“I am disappointed in your response!””
“I am disappointed in myself, as well.”
Any guesses who I was carrying on this conversation with? My therapist? Not at all! My accountant? Not even close.
It was with Mr. Sadiq Ali, well known wildlife rescue expert here in the Nigiris. He was paying us a visit in order to rescue from my ignorance and fear, an inhabitant which had been living in the boundary walls of my garden for who knows how many years now – a rat snake.
Mr. Ali did his best to convince me that this species of snake was perfectly harmless and that it would in fact keep my extensive grounds free of rats. But to no avail – fear that my anxiety-ridden German Shepherd would not understand the social niceties of sharing home with other creatures underlined with a far more primal fear of snakes won out in the end. But after he bagged the snake and left, I collapsed on the lawn chair and howled tears of misery.
Misery at having driven away of God’s creatures out of its home, misery at not being braver and misery about fervently believing in human-animal coexistence but not being to practice it personally.
Data collected by the government of India showed that between 2013 and 2017 more than 1,608 humans were killed in human wildlife conflict cases involving tigers, leopards, bears and elephants.
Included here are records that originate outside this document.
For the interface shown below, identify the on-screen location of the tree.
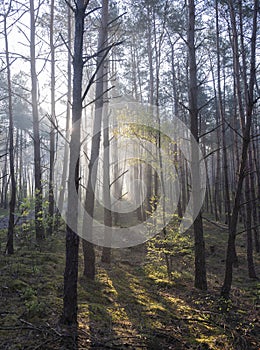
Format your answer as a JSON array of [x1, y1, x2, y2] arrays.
[[61, 0, 89, 325], [187, 0, 207, 290], [3, 0, 16, 254], [83, 0, 109, 279], [30, 0, 44, 242], [221, 0, 259, 298]]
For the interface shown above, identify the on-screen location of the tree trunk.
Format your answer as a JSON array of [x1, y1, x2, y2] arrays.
[[4, 11, 16, 254], [30, 0, 44, 242], [61, 0, 88, 325], [83, 0, 108, 279], [48, 0, 55, 235], [188, 0, 207, 290], [221, 0, 259, 298]]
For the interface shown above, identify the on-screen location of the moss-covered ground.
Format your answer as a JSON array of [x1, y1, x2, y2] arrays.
[[0, 221, 260, 350]]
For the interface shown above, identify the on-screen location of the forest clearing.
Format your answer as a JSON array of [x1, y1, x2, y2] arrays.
[[0, 0, 260, 350], [0, 217, 260, 350]]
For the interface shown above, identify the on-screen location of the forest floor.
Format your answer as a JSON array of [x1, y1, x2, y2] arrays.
[[0, 212, 260, 350]]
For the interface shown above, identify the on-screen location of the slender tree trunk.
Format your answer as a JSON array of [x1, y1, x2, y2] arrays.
[[101, 62, 113, 264], [83, 0, 108, 279], [30, 0, 44, 242], [4, 12, 16, 254], [48, 0, 55, 235], [57, 0, 72, 220], [61, 0, 88, 325], [188, 0, 207, 290], [221, 0, 259, 298]]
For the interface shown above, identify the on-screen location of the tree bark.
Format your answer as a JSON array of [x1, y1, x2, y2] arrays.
[[61, 0, 88, 325], [83, 0, 108, 279], [30, 0, 44, 243], [188, 0, 207, 290], [221, 0, 259, 298], [4, 7, 16, 254]]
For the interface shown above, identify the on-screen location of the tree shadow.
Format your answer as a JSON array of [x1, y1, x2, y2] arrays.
[[78, 276, 121, 349], [102, 256, 199, 350]]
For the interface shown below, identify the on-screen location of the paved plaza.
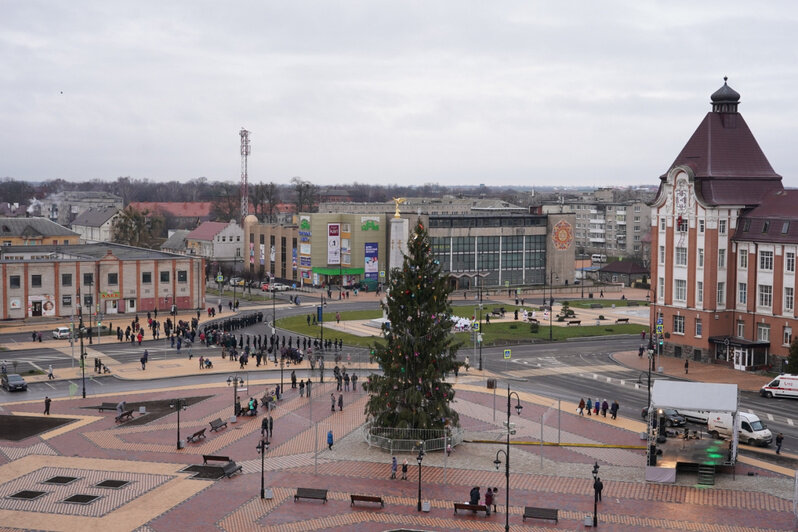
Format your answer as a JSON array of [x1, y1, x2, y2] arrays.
[[0, 371, 796, 532]]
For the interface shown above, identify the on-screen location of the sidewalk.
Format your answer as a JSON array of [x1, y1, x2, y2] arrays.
[[612, 351, 771, 392]]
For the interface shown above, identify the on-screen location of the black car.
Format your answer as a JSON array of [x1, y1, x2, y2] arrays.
[[642, 408, 687, 427], [0, 373, 28, 392]]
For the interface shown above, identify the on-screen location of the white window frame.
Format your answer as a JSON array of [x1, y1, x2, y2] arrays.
[[673, 246, 687, 266], [673, 316, 684, 335], [756, 323, 770, 342], [673, 279, 687, 302], [759, 250, 773, 272]]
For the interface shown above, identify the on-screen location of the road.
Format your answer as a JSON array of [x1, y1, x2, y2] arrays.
[[0, 300, 798, 451]]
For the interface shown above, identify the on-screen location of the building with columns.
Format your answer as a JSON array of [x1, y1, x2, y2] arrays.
[[651, 80, 798, 371]]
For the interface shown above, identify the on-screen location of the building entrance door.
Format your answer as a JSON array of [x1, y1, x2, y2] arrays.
[[734, 347, 747, 371]]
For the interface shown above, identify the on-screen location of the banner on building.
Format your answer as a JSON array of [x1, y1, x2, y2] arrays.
[[327, 224, 341, 264], [363, 242, 380, 280]]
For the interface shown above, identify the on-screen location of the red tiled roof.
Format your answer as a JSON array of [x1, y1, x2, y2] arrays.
[[599, 260, 648, 275], [186, 222, 229, 241], [128, 201, 213, 218], [733, 188, 798, 244], [662, 112, 782, 205]]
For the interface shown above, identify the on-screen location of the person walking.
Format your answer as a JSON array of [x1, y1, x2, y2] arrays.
[[593, 477, 604, 502]]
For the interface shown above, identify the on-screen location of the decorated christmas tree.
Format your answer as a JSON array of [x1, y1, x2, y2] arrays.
[[366, 220, 460, 429]]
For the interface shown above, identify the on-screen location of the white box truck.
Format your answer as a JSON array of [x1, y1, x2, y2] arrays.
[[707, 412, 773, 447], [759, 373, 798, 397]]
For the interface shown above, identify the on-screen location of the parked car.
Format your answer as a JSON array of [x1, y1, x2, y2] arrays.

With human habitations, agricultural fields and construction projects like highways pushing deeper into forests, such rising conflict does not come as a surprise but augur very poor quality of life in the future. Loss of wildlife habitat means loss of forests, trees, rich soil, mountain streams, natural lakes, medicinal plants and many more types of natural resources, all of which are essential for avoiding extreme weather, pollution besides giving much required recreational space to humans living.
Some ways to reduce them are installing physical barriers between wild animals and people and having in place early warning systems, says Dr Dipankar Ghose, director for species and landscapes at WWF India. But eventually nothing will work unless human attitudes to these animals are improved, the need for saving their habitat is understood and affirmed.
Which brings this back to my decision to have the snake taken away. Being told that, late that evening it had been released in a forest, brought me some comfort but I was happier to see this photo, of his daughter handling the snake without fear and hate.
So the solution lies in teaching humans to change their attitudes and what better place than to start with the young. At 42, I am too jaded to let go of my fears but at least I have not given into to murderous hate. Young adults can be taught to go one step ahead – to be more aware, better informed and practice true compassion towards all of earth’s creatures.